Maintaining a high standard of data quality in order to enable health research is a central concern of the OneFlorida+ Data Trust team. The team has an appointed team member who is responsible for ensuring established data quality standards are followed. These standards include procedural guidelines, technical protocols, and a system of recurring quality-checking phases.

Procedural Guidelines

Proper quality procedures include ensuring no unauthorized private health information is included in a data set. Before submitting data to the OneFlorida+ Data Trust team, partner health care institutions must complete an honest broker review of the data and provide formal sign-off via an approved form attesting that the data set meets HIPAA requirements and the current approved IRB protocol (IRB201500466). The form is submitted along with a data set each time changes are made to the parameters or process for data extraction on the partner side.
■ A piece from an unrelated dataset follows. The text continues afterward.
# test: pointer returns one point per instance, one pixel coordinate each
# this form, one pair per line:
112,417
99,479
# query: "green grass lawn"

The OneFlorida+ Data Trust team has built a software package to track changes in data file headers and compare them to canonical historical headers to verify no unauthorized data elements are added to the data feed. Additionally, an appointed member of the OneFlorida+ Data Trust team reviews the new data sets before releasing them to the team for processing.

Technical Protocols

Data received from partner health care institutions comes from a heterogeneous mix of electronic health record systems and in a mixture of formats, but it is all transformed to the PCORI Common Data Model (CDM) via OneFlorida+’s custom extract/transform/load (ETL) software. Raw fields are included in the final output data as a cross-check to verify the accuracy of transformed data. In addition, data coded using external data standards such as ICD-9, ICD-10, LOINC, and CPT are validated by the ETL software and corrected where necessary. Dates and test values are standardized. The dataset must maintain referential integrity and this is enforced by disallowing orphaned keys or replication errors in replicated fields.

Quality-Checking Phases

Quality checking phases occur at every step of the data pipeline. While performing the ETL process team members verify correct data counts and track deltas in row counts across data refreshes against historical counts to verify data has been loaded correctly. Once the data is loaded, it must be curated to the current standards established by PCORnet and submitted for review and certification on a quarterly basis. In order to submit a dataset the OneFlorida+ Data Trust team runs SAS software that produces an Empirical Data Characterization (EDC) report, once per refresh cycle per partner and for the data set as a whole. These reports are reviewed to find exceptions or investigative issues for PCORnet’s curation checks, which are then resolved by the Data Trust team. The reports investigate internal consistency in the dataset, real-world consistency (prescribing dates before birth date, for example), adherence to the CDM (no values outside the allowed CDM values), and display changes in the dataset over time. No exceptions to the EDC are allowed before submission of the dataset. Once the dataset is successfully submitted and certified, the database is set to read-only, ensuring no further changes will be made, and the database is ready for authorized research staff to run queries against it.

Relationships With Partners

In addition to internal quality phases, the OneFlorida+ Data Trust team meets regularly with data producers (partner health care institutions) and data consumers (researchers, staff running queries on the data, and those using the data in secondary systems) to correct issues and answer questions regarding how results are represented in the dataset. The EDCs for each partner are delivered to the authorized technical and leadership staff at each site, as well as summary statistics and deviations noted while processing the data. This bi-directional link with those who produce and utilize the data ensures the successive resolution of data quality issues in every data refresh cycle.

Ensuring data quality is a part of every step of the data life cycle, and through continuous monitoring, feedback, and improvement the OneFlorida+ team maintains its high standards.